The DropGifts business model was somewhat different back then: users could give other users a discount coupon for 5 euros. The offer was received with lukewarm sentiments. What the startups did notice, however, was that quite a few users were giving the discount coupons to themselves by using multiple Facebook accounts. Co-founder Andreas Fruth explained:
“We named it ‘self-gifting.’ We thought to ourselves, if that is what customers really want, then that is what we are going to give them.”
The team decided to make a pivot, which is a radical change of course in a business model. Instead of social gifting this time, they decided to offer discounts and bargains. The result was the discount platform CupoNation.
From CupoNation to the Global Savings Group
In September 2012, CupoNation launched on the Indian market, followed by Poland and Brazil. In the two years that followed, a dozen countries were added, including their German home market. During that time, the company turned its back on the German capital city and moved to Munich. Their motives were predominantly personal: the team of founders comes from Munich and the surrounding area. So they headed back home. Andreas Fruth also associates that step with business advantages:
“There is better access to talent in Munich.”
In July 2016, the holding was renamed Global Savings Group. The platform CupoNation is still one of many offered by the Global Savings Group. The name, explained Fruth, is meant to communicate that the company is far more than just CupoNation. Is he worried that the name change might harm the company?
“For our customers, it does not make any difference at all. Hardly any Google users know that the holding is now called Alphabet. We are constantly exchanging information with our partners, and the new name actually makes it easier for us to explain that we now run more than just CupoNation.”
A global discount page empire
The company has focused on aggressive growth since its founding, and has already become the market leader in Europe.
“There is no real competition on a European level, but rather individual players in different countries. Some are big on a national scale and do their job extremely well. Apart from us, hardly anyone has the same kind of substantial presence to show in Europe and even globally.”

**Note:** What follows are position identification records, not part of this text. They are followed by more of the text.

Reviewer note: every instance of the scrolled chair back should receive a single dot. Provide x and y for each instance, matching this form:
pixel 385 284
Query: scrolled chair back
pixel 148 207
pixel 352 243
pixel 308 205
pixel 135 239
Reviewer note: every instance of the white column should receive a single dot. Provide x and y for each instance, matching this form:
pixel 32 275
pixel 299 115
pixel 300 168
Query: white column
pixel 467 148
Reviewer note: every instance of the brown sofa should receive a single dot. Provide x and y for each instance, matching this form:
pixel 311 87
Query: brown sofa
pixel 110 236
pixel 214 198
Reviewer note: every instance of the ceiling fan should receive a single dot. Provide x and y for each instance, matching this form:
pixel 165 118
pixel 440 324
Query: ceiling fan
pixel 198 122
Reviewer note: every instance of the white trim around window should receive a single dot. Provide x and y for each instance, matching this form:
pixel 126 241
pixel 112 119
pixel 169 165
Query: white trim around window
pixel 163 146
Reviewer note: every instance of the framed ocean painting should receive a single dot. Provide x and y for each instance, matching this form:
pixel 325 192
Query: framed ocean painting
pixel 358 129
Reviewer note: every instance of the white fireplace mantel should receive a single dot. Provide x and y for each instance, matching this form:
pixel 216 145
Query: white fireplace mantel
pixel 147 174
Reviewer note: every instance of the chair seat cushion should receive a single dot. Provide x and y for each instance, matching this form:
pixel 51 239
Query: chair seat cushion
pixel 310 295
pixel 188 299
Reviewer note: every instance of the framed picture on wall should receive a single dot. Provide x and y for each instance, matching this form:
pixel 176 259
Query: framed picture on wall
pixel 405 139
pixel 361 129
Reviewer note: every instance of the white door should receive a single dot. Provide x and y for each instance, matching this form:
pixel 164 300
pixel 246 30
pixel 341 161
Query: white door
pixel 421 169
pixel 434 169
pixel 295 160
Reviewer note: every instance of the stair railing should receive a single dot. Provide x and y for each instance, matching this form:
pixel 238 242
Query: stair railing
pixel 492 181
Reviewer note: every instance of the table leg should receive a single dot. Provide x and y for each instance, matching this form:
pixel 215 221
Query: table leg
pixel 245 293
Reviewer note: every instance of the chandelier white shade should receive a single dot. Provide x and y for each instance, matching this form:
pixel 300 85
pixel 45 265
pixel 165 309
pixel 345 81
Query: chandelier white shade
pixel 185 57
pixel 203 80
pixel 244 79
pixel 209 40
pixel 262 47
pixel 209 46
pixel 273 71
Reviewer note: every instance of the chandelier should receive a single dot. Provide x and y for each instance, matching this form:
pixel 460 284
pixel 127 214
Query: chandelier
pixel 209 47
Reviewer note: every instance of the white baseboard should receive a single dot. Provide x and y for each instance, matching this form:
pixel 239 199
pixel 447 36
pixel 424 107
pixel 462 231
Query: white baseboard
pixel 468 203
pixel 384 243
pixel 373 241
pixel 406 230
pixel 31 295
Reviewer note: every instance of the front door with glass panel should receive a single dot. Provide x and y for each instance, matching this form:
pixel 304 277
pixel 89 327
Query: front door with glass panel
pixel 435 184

Rapid growth is the core of their business strategy:
“That is our unique value proposition: it is extremely attractive for our partners such as hotels.com, eBay, Amazon and also European companies like Zalando to not have to look for a new provider for every country.”
In addition to Rocket Internet, their expansion has been financed by well-known investors such as Holtzbrinck Ventures, New Enterprise Associates (NEA) and Deutsche Telekom Strategic Investments (DTSI). So how does their relationship with the startup powerhouse Rocket look these days?
“We really worked together closely in the beginning. Our paths then diverged somewhat, because we became more independent as a company and promoted our interests ourselves. Rocket is now an investor just like the others.”
That is just how things go when a bargain startup turns into a discount page empire.